From first to last, for 168 years, the News of the World prospered by selling scandal, crime and titillation to the masses.
It wrecked careers, ruined marriages and embarrassed the royal family over and over.
If it couldn't find a scandal, it created one — entrapping some gullible celebrity through the wiles of its famed "Fake Sheik," Mazer Mahmood.
There will be much dancing on the newspaper's grave.
Last year, the newspaper recorded Sarah Ferguson, the Duchess of York, as she offered to sell access to her former husband, Prince Andrew.
In 2005, Mahmood got Princess Michael of Kent to ventilate some sensational opinions including her view that Princess Diana was "bitter" and "nasty."

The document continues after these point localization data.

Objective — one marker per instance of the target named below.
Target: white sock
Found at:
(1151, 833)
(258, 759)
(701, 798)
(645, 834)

In 2001, the Fake Sheik drew some indiscreet comments from Sophie, Duchess of Wessex, the wife of Prince Edward, and that was the end of her career in public relations.

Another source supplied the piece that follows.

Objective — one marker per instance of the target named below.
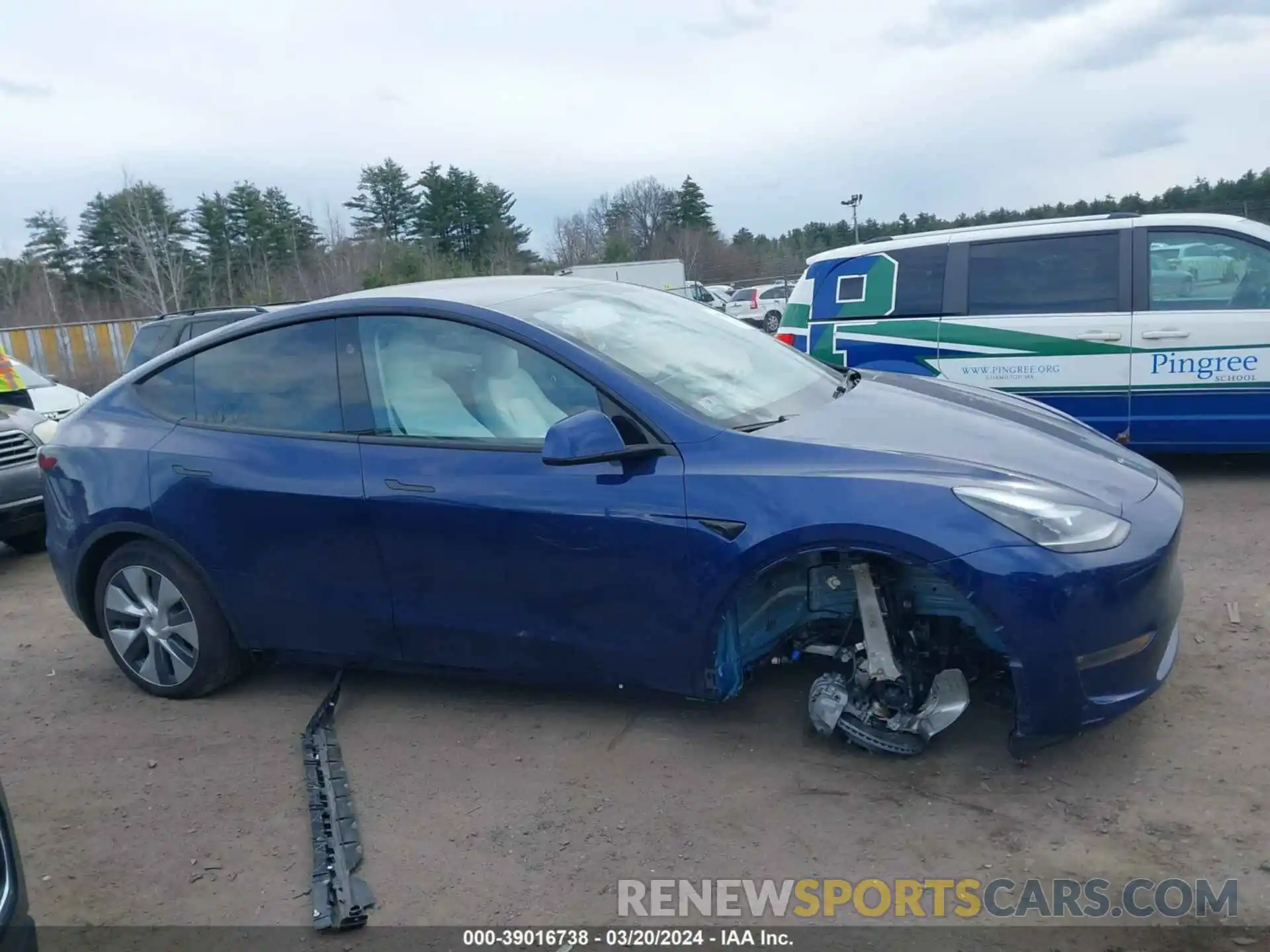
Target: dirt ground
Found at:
(488, 804)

It was the News of the World that exposed the sadomasochistic tastes of Max Mosley, but the Formula 1 boss fought back. He won 60,000 pounds ($96,000) in damages from the newspaper in 2008 for invading his privacy.
The Sheik helped orchestrate a plot in 2002 to kidnap Victoria Beckham, wife of soccer star David Beckham, and their two boys. The newspaper paid an informant who egged on the plotters; police were kept informed and arrested five members of the gang on a Saturday, a favorable moment for a Sunday newspaper.
The case fell apart in court in 2003.
The newspaper recently spent a lot of time in court, settling claims from people who claimed their phones had been hacked. Actress Sienna Miller collected 100,000 pounds ($160,000), and former Scotland football star Andy Gray got 20,000 pounds ($32,000). Publicist Max Clifford reportedly won 1 million pounds ($1.6 million) in a private settlement and former Professional Football Association chief Gordon Taylor reportedly won 700,000 pounds ($1.12 million).
Other claims are lined up for trial.
"Our motto is the truth, our practice is the fearless advocacy of the truth," proclaimed John Brown, who launched the weekly paper in 1843.
A year later, it had the highest circulation of any British weekly at 18,000 copies.
The paper flourished under editor Lacelles Carr, who built circulation from 40,000 to more than 4.4 million when he died in 1941.
Circulation peaked at 8.4 million in 1950.
Rupert Murdoch established his beachhead on Fleet Street by buying the News of the World in 1969.
The News of the World remained the biggest-selling paper in Britain until 2008. It was overtaken by Murdoch's daily tabloid, The Sun, in 2008, and the circulation now stands below 2.7 million.